特にそのポジションを望んだわけでもなく、拒否できるような勇気がなかった。ただ流れに身を任せていた結果、そこに落ち着いてしまった。
当時の私はあまり言いたいことも言えなくて立ち回りも下手で、とにかくグループの中で「仲間外れ」にはされたくなかった。中学生だし、周りではもっと酷い扱いを受けてしまう子もいる一方で、いじりや軽いからかいを笑って受け流すことが最善だと思っていた。それが自分を守る唯一の方法。でも、普通にしんどかった。
4人で集まる約束があると、私は少し気が重かった。行けば楽しいけど、行く前は行きたくないと思いながら参加していたし、タイミングが許せばドタキャンしてしまうこともあった。もちろん、そのせいでさらにそれがきっかけとなっていじられることもあった。負のループだとわかっていながら、どうすることもできなかった。
親や別の友人に相談することを考えなかったのは、それが「いじめ」ではないと分かっていたから。問題を大げさにすることも避けたかった。私が我慢すれば、なるようになる。これよりひどくなることがあったらその時考えよう。
その結果、私は1人でそのストレスを抱え込むしかなかった。「みんな悪い子たちじゃない。言い返せない自分にも問題あるし。このままで良い」それが、私が導き出した答え。
あれから年月が経ち、私たちは大人になった。あの4人組の友人たちとはそれぞれライフステージが変わっていくことで自然と疎遠になったけど、今でも年に一度とかそれ以上、連絡を取っている。大人になった彼女たちはきちんと普通の人たちで、当時のようないじりやからかいを私に向けることはない。会って話せば大切な友人たち。
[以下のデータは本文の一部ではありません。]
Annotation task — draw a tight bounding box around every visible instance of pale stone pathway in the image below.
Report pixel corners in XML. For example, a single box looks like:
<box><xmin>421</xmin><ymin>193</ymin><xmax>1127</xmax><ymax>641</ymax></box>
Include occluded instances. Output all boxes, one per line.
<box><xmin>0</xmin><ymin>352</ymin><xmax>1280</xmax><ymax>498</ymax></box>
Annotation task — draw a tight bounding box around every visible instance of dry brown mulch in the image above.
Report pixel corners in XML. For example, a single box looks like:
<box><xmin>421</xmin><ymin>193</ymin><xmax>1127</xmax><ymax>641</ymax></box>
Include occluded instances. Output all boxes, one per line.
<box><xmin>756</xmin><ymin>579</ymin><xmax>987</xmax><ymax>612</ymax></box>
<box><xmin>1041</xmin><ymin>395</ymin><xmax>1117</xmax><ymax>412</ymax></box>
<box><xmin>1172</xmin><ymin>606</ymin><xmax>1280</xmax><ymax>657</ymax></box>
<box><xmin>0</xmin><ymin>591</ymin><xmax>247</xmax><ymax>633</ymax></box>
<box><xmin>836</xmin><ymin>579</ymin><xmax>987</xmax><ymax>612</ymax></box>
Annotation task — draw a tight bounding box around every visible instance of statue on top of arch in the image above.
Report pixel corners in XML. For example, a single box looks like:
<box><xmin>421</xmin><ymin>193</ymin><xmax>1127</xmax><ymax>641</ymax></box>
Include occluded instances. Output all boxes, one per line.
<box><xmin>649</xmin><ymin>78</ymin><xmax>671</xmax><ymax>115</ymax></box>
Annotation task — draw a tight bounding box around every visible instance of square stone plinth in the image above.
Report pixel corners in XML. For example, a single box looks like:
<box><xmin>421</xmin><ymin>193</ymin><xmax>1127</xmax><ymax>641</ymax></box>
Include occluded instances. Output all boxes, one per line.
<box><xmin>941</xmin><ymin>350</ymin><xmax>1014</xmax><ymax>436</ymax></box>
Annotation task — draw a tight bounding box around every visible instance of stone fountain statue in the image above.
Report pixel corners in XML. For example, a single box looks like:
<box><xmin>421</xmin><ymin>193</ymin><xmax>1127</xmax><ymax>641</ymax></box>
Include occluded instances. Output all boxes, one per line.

でも今がそうだからといって、当時のあの日々の記憶がまっさらに消えることは無い。それは全員が持っている共通認識だと思う。
全員が未熟だった。いじる側はいじることで自分たちの立場を守り、仲間意識を確認していたのかもしれない。でも、その立ち回りや言い方がいじられる側にどれだけのストレスを与えているかは想像が追い付かなかったんだ。そして、嫌だとどうしても伝えることができなかった私も本当に未熟だった。
その結果、今思い出すと少しモヤッとするような友情になってしまったのかもしれない。
あの頃の自分に戻れるのなら、もっと上手くやっていける。他のグループに属したっていいし、ナチュラルに「やめてよ〜」って言える。そもそも友人たちも嫌がることなんてしてこない。
あの年頃だったからこそ起きたこと。
あの時、もしも状況が少し違っていたら、私はもっと深く傷つき大人になってもその傷が癒えなかったかもしれない。事が大きくならなかったのは、大きくしなかったのは、当時の私の行動の結果。あの経験があるからこそ人間関係の学びを得れたし、本当に上手になったものだ。
あの息苦しさを無駄にしないためにも、記憶の片隅にそっと置いている。
今では本当の友情になった大切な人たちだけれど、あの時に友情が完成していたのかは未だ謎である。
中学生の頃なんてそんなもので、そしてそれは成長の糧になった。忘れたいけど忘れられない苦い経験。ようやく最近その記憶の蓋を開けて、「うーん、あの時の友人関係はちょっと私には複雑だったよね」なんて言いながら整理することができた。
また一つ、大人になったんだと思う。そんなふうにたまには苦い過去から学びながら、私は優しい大人を目指していきたい。